The CCS will accept written submissions from both parties before deciding whether to implement the proposal. If issued, the directive will take effect immediately and last until the investigation is completed.
In response to the statement from CCS, Grab has “voluntarily committed to maintaining our fare structure and will not increase base fares,” Lim Kell Jay, head of Grab Singapore, tells Tech in Asia.
A key consideration for the watchdog may be Grab’s classification. Is it a third-party taxi booking app or a taxi operator? If it’s the former, it would own a monopoly.
If it’s the latter, it may be judged to be competitive with ComfortDelGro, which is Singapore’s largest taxi operator.
Legal precedent may play a role in the decision. Despite its protests, Uber was deemed a transport operator by the European court of justice. In a lot of ways, Grab is similar to a taxi operator in Singapore: It owns a car rental servicewhich supplies vehicles to Grab drivers.
Another consideration for CCS may be the future competitive landscape. Singapore has seven taxi operators, though the smaller ones partner with Grab to accept bookings through its app. Local app Ryde will launch a car-hailing service, but it has only raised US$1.5 million dollars from investors compared to Grab’s billions. Indonesia’s Go-Jek plans to announce an expansion to three Southeast Asian countries, but no other details have been revealed yet.
Since the merger announcement, consumers worry that prices for Grab’s rides may rise. Some have also raised data privacy concerns after Uber sent a notice to its users that their data will be automatically transferred to Grab.
“I personally think Uber should be asking customers if they are OK with the data transfer or not.

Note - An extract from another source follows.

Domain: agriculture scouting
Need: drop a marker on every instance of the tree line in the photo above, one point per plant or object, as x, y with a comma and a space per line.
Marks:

As I know they are not automatically porting my account over, so why should my Uber data be sent to Grab without my consent?” asked Michael Smith Jr., a partner at venture capital firm SeedPlus, on e27.
Lawyer Choo Zheng Xi believes Uber and Grab may have breached Singapore’s Personal Data Protection Act (PDPA) “by purporting to transfer Uber user data to Grab without users’ express consent.” Choo is a litigation lawyer and director at Singapore-based law firm Peter Low & Choo.